Every year GDC talks are recorded and stored in the “GDC Vault”, which is accessible to people who have attended a recent GDC. There are also usually a few talks that are outside the paywall, though — and this year, there are quite a few non-paywall talks that might be of interest to IF and interactive narrative folks. There are also quite a few talks where the actual recording is behind a paywall, but the slides are available for free.
There are so many recommendable talks in this collection that I’m going to break them out over a couple of posts, starting with these fairly IF-specific talks:
Leading Players Astray: 80 Days and Unexpected Stories, Meg Jayanth, Freelance/inkle. (Slideshow, recorded talk.) An entertaining and watchable presentation about the tension between 80 Days’ boardgame mechanics and the story and the way the game tempts players into embracing bad strategy decisions. Meg also talks about the research that went into building 80 Days and the process of constructing the story as a whole.
Adventures in Text: Innovating in Interactive Fiction, Jon Ingold, inkle. (Slideshow, recorded talk.) Talks about narrative structure and tool implementation in inkle products, usable lengths of text, choice design, and a lot else. Well worth a look for anyone working in the choice-based game space.

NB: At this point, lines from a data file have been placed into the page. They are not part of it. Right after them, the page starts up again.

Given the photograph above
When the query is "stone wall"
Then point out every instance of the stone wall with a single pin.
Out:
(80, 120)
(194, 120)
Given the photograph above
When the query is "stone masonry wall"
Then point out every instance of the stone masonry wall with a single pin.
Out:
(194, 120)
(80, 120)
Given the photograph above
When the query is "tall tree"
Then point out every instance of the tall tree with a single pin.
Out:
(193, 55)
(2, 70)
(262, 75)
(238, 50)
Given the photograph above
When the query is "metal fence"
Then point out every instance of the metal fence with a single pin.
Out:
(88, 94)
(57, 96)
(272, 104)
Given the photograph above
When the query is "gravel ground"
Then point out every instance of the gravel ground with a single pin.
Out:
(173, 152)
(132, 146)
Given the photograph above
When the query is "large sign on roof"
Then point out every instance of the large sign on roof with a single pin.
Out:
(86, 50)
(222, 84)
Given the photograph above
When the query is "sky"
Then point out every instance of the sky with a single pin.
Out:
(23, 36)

Classic Game Post-mortem: Adventure, Warren Robinett. (Slideshow, recorded talk.) This is about the construction of the action-adventure game Adventure for the Atari 2600, but it talks about how that game was based on the Crowther and Woods game — and it also gets into a lot of delightfully sticky detail about the memory costs of a lot of the game elements. The latter is something that people working on interactive fiction now only have to worry about rarely, and usually only if they’re doing something either very large or targeted at a very restricted platform. A neat piece of game history with IF relevance.
Harvesting Interactive Fiction, Heather Albano, Choice of Games. (Slideshow only.) Intended to acquaint games narrative folks with recent developments in IF, this talk covers material that may already be familiar to IF veterans. Includes discussion of Hadean Lands, Codename Cygnus, Blood & Laurels, various Choice of Games titles, and much of the inkle collection, among other things. Edited to add: it’s a little hard to work out fully from just the slides, but I meant to mention that Heather did talk a lot about the use of ambiguity in text, and the storytelling leverage that you get from not overspecifying everything (which is sometimes easier when you’re working with words and not a full 3D model). This is an interesting area I’ve heard the Choice of Games folks talk about on various occasions but I’m not sure it’s gotten the discussion traction of some of the other concepts here (such as complicity).